Platform differences for power

CPU differences

  • Core Ultra Series 1 processors have LPE, E, and P cores. Low power modes are very low power, but higher-power modes can be higher. Start at 28W TDP.
  • Ryzen 7000 series have a TDP starting at 15W, but otherwise no special sauce.
  • Ryzen AI series have a TDP starting at 15W, and Zen 5c cores that may be less power-hungry.

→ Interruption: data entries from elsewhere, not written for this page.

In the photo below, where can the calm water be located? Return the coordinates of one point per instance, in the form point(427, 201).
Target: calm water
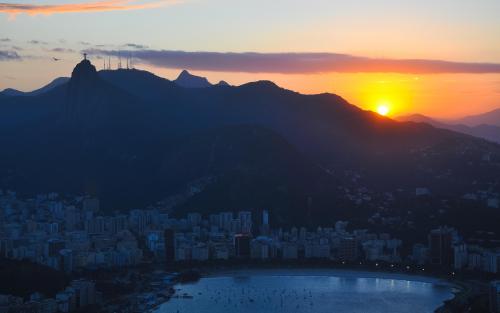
point(298, 292)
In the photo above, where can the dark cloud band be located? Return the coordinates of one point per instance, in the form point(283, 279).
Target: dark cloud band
point(295, 63)
point(6, 55)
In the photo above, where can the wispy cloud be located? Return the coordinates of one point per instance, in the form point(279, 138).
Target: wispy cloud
point(295, 63)
point(135, 46)
point(62, 50)
point(37, 42)
point(7, 55)
point(12, 9)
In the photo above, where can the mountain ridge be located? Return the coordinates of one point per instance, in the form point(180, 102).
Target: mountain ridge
point(152, 139)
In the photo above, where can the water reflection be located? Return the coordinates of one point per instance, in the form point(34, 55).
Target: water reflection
point(309, 293)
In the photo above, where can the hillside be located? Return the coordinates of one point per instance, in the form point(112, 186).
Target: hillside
point(134, 139)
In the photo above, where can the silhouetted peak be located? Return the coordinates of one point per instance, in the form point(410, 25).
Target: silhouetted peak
point(84, 71)
point(262, 84)
point(189, 80)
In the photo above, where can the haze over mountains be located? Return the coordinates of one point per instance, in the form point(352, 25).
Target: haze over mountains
point(133, 139)
point(478, 129)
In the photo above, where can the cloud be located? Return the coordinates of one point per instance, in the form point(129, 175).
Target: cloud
point(295, 63)
point(134, 45)
point(62, 50)
point(12, 9)
point(6, 55)
point(37, 42)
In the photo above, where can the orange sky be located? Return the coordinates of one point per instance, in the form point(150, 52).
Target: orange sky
point(384, 35)
point(436, 95)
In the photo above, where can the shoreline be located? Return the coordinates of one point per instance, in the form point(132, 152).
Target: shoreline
point(458, 288)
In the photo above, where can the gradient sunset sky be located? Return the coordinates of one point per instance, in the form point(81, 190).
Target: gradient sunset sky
point(439, 58)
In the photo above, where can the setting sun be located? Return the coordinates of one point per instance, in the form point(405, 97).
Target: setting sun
point(383, 109)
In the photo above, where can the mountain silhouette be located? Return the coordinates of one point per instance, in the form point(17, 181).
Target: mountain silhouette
point(488, 132)
point(488, 118)
point(133, 138)
point(56, 82)
point(188, 80)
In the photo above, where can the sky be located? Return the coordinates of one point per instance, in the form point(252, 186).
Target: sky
point(438, 58)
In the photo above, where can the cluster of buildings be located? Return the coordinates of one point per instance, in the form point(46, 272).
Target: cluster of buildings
point(70, 234)
point(445, 248)
point(66, 235)
point(79, 294)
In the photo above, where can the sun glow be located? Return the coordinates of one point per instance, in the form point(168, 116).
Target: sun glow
point(383, 109)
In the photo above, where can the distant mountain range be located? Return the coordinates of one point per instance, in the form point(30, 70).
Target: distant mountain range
point(488, 118)
point(487, 131)
point(56, 82)
point(133, 138)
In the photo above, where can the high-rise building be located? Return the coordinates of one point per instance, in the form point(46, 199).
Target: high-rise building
point(440, 246)
point(245, 218)
point(169, 239)
point(91, 204)
point(348, 249)
point(226, 219)
point(265, 228)
point(495, 296)
point(242, 245)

Linux kernel/software differences

  • Intel: kernel supposedly aware of LPE cores for scheduling.
  • AMD:
    • Ryzen 7000 series: no special per-core optimization, but platform has been around long enough to be somewhat optimized.
    • Ryzen AI series: not enough recent optimizations, but may get them in the future.
    • I think that AMD’s own software tools, in particular the AMD pstate driver, do not allow you to control core behavior.

Linux tools

CLI tools:

Haven’t found Linux-compatible GUI tools yet.

Other thoughts

Intel is apparently bringing a power slider of some kind for Panther Lake, their upcoming platform… may not be relevant for Framework for now.

In 6.17, AMD is bringing their Hardware Feedback Interface to provide better classification and dynamic rankings around heterogeneous core processors. Affects processors with mixed Zen 4c or 5c cores. Not sure if it affects power use.

Conclusion

If I understand correctly, it’s easy for Intel mobile processors to be in their low-power state. However, I don’t know how to force that state and have conservative power ramp-up when on battery.

RyzenAdj makes AMD platforms more interesting for power adjustment. One tool? Yes please! That might be what I go with.